I don’t often get excited by reading nursing-home press releases, but recently I did. One story from the Ambassador in Scarsdale left me, well, farklempt. It was about a wedding that took place in the dementia unit there.

Read the press release at: http://www.theambassadorscarsdale.com/senior-living/ny/white-plains/news-and-events?article=wedding-bells-at-the-ambassador-of-scarsdale

I absolutely had to meet the people involved. 

It’s not my intention to make my blog into an advertising space for one or another senior living facility. But I am here to help spread knowledge of best practices in the spiritual care of people with dementia. In this respect, there’s a lot being done at the Ambassador deserving notice.

I was welcomed at the door of the Ambassador’s Memory Care Community by its Director, Sarah Rourke. As she took me on a tour through the Community, I noticed that the living space for people with dementia occupied the complex’s most central spot, the ground floor, which surrounds a well-maintained but unfussy courtyard garden—not a bad venue, I thought, for a small wedding. The garden itself is visible from all sides through floor-to-ceiling windows. Almost all the Community’s residents could see and hear it, if not from the courtyard itself, then from their own apartment windows. I wondered how the idea of a wedding came to be in the first place. 

“It wasn’t our idea at all,” Rourke explained. “It was the groom’s suggestion. When Mack Kronberg and his bride, Jessie Appel, were looking for a place to get married, she kept finding things wrong with each of them. Then she realized what was really going on: she was regretting that her grandmother, Marianne Reilly, who lives in the Memory Care Community, wouldn’t be able to travel to join them. That’s when Mack proposed to Jessie for a second time: ‘If we can’t bring your grandma to the wedding, let’s bring the wedding to her.’ While the wedding wasn’t our idea, we couldn’t have been more on board, and got busy brainstorming with the residents on different ways the whole community could participate in order to make the the day even more special for the couple.”

Since childhood, Jessie had dreamed of a wedding at her grandmother’s home in Shelter Island, which she had visited every holiday until Mrs. Reilly’s move to the Ambassador. Suddenly Jessie realized that it wasn’t about the house. “Grandma has been the constant, and that’s carried on,” she said. “When we visited… and passed the courtyard, this powerful image took hold of us standing there saying our vows amid the flowers and greenery and this strong community that has accepted my grandmother and us – with open arms.”

Marianne Reilly, Jessie’s mother and Mrs. Reilly’s daughter, agrees. “I find this ceremony and this place to be sacred because they celebrate life as it is now,” she says. “We’re all in this together.” Mrs. Reilly even presented presented the newlyweds with a homemade book of marital advice from the residents.

Holding a wedding in a dementia unit doesn’t happen without buy-in from the facility’s management team. The Ambassador’s president, Jean Dunphy, didn’t merely tolerate the request, but embraced it. So did Ms. Rourke and Kerry Mills, founder of of Engaging Alzheimer’s, LLC, and a dementia coach for The Ambassador’s Memory Care Community.
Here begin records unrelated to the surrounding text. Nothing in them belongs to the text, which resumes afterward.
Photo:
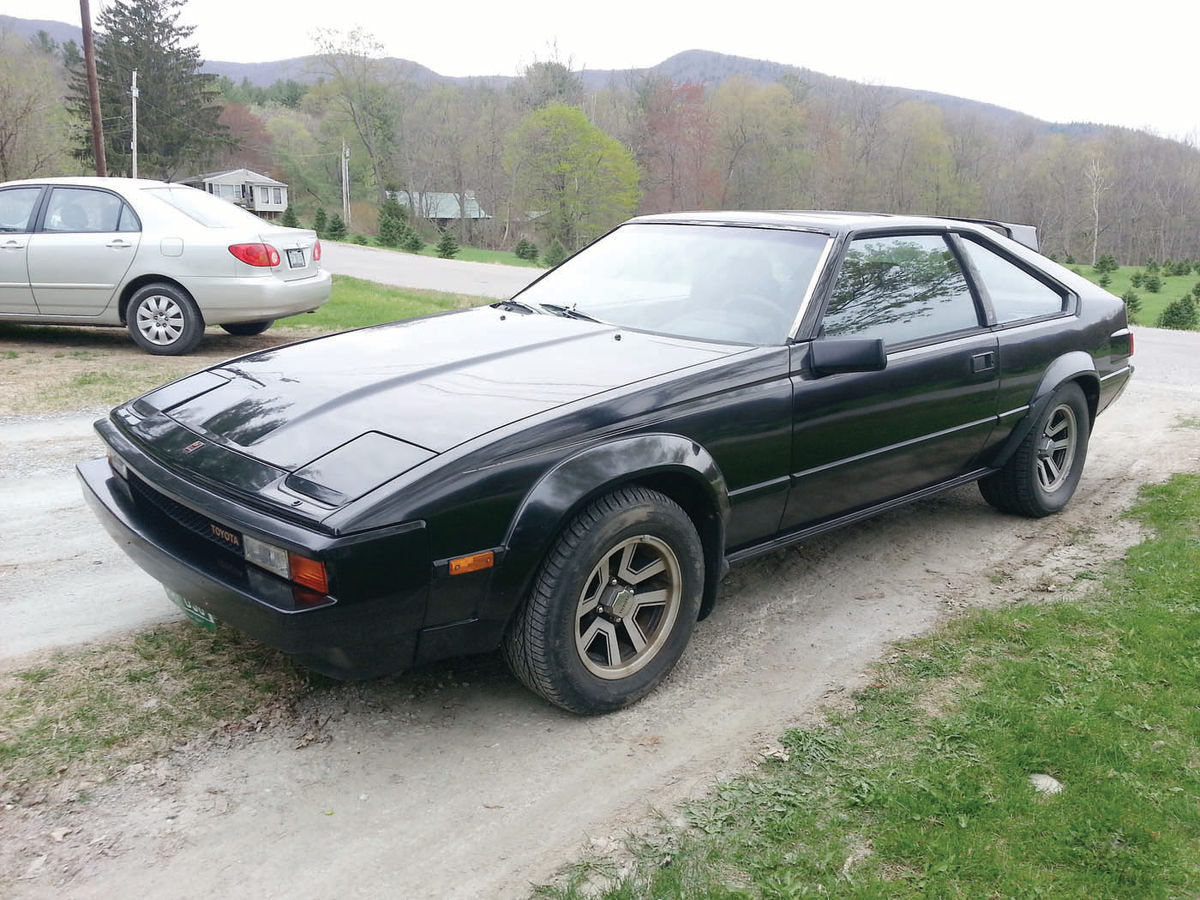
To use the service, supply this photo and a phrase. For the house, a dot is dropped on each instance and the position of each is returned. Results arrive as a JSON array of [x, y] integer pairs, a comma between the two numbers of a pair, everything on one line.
[[441, 207], [258, 193]]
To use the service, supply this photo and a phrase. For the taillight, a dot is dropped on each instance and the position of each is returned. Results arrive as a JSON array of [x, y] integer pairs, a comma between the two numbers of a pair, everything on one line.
[[261, 255]]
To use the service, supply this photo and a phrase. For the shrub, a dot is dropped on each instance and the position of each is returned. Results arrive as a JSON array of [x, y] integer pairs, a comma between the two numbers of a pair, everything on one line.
[[1180, 313], [1133, 305], [412, 241], [556, 253], [336, 229], [448, 246]]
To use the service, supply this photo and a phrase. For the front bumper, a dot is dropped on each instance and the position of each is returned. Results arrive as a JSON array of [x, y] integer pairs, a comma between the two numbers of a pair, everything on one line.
[[342, 637]]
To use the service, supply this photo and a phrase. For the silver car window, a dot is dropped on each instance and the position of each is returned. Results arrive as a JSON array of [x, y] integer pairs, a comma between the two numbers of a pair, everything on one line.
[[17, 208], [79, 210]]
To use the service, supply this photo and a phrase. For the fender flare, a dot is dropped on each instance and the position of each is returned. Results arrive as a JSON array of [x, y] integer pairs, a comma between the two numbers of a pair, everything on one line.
[[570, 485], [1074, 366]]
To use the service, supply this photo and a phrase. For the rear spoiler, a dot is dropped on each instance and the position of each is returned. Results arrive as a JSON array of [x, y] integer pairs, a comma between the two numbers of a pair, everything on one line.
[[1021, 234]]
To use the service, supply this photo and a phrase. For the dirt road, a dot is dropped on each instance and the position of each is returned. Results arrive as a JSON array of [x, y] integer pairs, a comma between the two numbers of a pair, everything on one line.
[[457, 783]]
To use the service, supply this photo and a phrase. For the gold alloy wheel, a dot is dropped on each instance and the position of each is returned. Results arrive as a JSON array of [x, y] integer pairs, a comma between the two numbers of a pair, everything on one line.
[[628, 607]]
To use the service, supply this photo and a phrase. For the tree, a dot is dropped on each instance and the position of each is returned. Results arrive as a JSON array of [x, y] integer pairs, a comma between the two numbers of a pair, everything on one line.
[[581, 180], [448, 247], [178, 112], [1181, 315], [359, 87], [336, 231], [33, 121]]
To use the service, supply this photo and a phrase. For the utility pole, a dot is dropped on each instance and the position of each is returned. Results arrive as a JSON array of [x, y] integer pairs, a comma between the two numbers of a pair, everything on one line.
[[133, 143], [89, 55], [346, 184]]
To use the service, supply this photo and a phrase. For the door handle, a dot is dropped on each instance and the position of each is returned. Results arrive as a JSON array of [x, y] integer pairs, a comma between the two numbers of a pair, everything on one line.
[[983, 363]]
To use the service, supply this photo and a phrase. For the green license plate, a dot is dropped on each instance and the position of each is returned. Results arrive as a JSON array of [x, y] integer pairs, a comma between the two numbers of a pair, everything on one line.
[[202, 618]]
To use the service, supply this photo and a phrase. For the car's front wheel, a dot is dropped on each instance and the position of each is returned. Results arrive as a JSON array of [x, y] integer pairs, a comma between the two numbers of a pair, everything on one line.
[[162, 319], [247, 329], [612, 606], [1042, 475]]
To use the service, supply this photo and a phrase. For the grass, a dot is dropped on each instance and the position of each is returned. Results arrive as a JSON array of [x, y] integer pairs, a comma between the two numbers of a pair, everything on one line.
[[355, 303], [922, 790], [1152, 305], [472, 255], [89, 713]]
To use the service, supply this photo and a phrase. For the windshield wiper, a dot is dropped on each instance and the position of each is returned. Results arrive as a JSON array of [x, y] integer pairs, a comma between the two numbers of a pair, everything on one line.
[[513, 305], [569, 312]]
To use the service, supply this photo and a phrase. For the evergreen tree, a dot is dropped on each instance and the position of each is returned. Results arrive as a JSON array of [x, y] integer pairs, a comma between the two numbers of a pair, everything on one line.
[[412, 241], [1180, 313], [448, 246], [178, 106]]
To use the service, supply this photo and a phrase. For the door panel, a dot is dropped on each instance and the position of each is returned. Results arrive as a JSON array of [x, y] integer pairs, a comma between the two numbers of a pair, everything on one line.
[[867, 437], [17, 205], [79, 256]]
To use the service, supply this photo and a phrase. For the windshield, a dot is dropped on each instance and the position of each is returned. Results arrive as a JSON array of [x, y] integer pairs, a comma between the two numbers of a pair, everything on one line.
[[713, 282], [204, 208]]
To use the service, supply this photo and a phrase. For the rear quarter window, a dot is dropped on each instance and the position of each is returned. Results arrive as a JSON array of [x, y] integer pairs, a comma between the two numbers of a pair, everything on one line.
[[1014, 294]]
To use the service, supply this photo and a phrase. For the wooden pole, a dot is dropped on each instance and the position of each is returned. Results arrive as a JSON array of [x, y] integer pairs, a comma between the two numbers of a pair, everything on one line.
[[89, 55]]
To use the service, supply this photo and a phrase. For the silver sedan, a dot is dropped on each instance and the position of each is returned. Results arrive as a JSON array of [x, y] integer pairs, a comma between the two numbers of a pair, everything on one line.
[[161, 259]]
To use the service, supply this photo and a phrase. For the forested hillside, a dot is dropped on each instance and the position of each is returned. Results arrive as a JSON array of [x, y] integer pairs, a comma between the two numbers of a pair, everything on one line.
[[558, 154]]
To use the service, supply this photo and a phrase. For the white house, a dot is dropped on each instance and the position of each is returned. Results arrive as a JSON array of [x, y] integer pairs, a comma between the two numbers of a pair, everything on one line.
[[258, 193]]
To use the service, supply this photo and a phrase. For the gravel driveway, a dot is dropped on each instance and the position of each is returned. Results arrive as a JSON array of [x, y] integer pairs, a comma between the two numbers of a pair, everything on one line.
[[460, 784]]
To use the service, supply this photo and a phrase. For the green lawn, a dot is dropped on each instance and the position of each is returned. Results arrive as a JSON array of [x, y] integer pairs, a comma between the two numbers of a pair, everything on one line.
[[355, 303], [1152, 305], [923, 790]]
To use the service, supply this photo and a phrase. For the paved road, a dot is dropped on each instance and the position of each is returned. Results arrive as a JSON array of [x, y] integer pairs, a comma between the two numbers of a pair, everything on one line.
[[406, 270]]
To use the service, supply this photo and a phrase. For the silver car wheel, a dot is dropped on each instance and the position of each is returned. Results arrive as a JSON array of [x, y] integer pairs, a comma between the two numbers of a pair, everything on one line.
[[1056, 448], [628, 607], [160, 319]]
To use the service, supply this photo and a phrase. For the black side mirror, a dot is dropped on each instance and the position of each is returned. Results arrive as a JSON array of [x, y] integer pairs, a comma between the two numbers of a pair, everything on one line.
[[832, 357]]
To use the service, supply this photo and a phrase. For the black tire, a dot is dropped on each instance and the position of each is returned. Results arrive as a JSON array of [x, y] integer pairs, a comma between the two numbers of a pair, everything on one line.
[[586, 658], [247, 329], [1041, 478], [162, 319]]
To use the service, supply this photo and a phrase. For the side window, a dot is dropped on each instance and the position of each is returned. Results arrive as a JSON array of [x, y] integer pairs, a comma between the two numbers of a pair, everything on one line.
[[1014, 293], [900, 288], [81, 210], [129, 220], [17, 208]]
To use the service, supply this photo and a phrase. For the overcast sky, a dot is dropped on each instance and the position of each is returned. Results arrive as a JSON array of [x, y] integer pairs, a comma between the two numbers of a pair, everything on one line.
[[1137, 64]]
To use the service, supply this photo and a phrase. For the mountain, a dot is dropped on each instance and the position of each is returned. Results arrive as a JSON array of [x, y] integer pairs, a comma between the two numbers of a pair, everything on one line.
[[690, 66]]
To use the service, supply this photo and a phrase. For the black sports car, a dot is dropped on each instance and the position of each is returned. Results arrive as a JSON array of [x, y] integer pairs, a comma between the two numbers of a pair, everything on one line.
[[568, 474]]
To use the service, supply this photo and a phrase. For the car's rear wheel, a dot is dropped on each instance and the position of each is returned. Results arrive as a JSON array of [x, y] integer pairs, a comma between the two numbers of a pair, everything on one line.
[[1042, 475], [247, 329], [162, 319], [612, 606]]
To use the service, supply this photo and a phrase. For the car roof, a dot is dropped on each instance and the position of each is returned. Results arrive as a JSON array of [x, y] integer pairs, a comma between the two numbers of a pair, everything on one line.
[[835, 222]]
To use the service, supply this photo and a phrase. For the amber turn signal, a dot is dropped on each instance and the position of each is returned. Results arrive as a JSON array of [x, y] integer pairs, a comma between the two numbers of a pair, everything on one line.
[[473, 563]]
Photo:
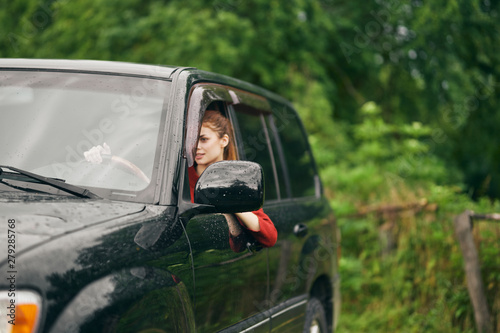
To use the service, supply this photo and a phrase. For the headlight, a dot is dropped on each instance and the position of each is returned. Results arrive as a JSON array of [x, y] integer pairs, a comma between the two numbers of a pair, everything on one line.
[[19, 311]]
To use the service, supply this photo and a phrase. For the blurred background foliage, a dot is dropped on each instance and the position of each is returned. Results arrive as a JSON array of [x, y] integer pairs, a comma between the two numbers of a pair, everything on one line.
[[401, 101]]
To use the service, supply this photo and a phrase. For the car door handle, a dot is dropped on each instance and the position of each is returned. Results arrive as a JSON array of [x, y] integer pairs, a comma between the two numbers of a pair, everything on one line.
[[300, 230]]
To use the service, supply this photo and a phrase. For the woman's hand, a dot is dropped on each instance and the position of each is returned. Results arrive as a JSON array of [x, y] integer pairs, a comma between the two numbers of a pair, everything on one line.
[[94, 154]]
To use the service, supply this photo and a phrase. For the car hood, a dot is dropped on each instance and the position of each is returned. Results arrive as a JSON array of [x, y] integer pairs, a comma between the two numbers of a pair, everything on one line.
[[39, 221]]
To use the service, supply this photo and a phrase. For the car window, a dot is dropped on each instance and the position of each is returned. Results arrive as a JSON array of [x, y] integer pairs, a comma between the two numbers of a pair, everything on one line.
[[295, 151], [57, 116], [254, 142]]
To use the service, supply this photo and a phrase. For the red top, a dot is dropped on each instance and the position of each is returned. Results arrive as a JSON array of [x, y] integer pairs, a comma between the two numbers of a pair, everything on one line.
[[266, 236]]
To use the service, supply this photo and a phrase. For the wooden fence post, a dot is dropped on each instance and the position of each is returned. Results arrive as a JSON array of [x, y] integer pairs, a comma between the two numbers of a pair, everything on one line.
[[463, 230]]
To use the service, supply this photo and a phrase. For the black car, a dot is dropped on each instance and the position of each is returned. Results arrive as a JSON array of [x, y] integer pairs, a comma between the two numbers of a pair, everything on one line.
[[120, 246]]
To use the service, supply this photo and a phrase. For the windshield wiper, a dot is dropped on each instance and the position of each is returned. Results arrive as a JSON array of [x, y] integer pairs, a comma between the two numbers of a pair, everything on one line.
[[57, 183]]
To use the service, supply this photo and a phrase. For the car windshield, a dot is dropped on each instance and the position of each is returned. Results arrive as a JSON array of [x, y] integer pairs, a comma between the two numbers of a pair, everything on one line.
[[49, 119]]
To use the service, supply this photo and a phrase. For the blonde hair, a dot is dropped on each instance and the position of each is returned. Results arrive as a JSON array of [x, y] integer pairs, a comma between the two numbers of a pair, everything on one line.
[[221, 125]]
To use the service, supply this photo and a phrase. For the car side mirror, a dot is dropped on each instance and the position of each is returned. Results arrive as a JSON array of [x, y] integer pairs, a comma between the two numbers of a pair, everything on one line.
[[231, 186]]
Ms. Dunphy joined Ms. Rourke and Ms. Mills and me on my visit and spoke of the holistic vision of family in the age of Alzheimer’s. “I’m an Irish immigrant. I grew up in a village where we had grandparents around. We had people with dementia but it didn’t matter,” Ms. Dunphy explained. “They fit in. If they ended up in your kitchen one day, you didn’t call the police. You treat them like family. She’s there, you give her something to eat, you bring her home afterwards. It was a community in action. It was a natural human reaction. And there was no stigma attached to it.” 

Dunphy’s recollection of her village childhood made me realize that the space around me had a village aspect to it. We were meeting not in some quiet and remote corporate office, but rather in an open commons. Music drifted in from a program around the corner; the people who live there were strolling by, sometimes interjecting comments into our conversation. They were not butting in, interrupting or eavesdropping – they were participating.

In a village, boundaries between people and their classes and categories are blurred. And that’s the whole point about memory care residences, according to Dunphy: “You’ll see a retired CEO who suddenly connects with the guy living here who was a mailman. I don’t want to say that we’re naked. But there certainly are no preconceived notions of class. What matters is the person in his or her most basic form.”

Dementia’s ability to erode the difference between “our people” and “theirs” means not only new friendships but, in effect, new families. “There was one resident here who thought another was her mother,” Ms. Dunphy explained. “Well, that was fabulous. Who gets to have their mother back at seventy-eight or eighty? And so we did not dissuade her from that thought. So that’s the norm. Different families—not your biological families—are made. Strong, strong connections.”

And that connection is what weddings are about, too. The bringing together of different families to celebrate the strong bonds that love brings.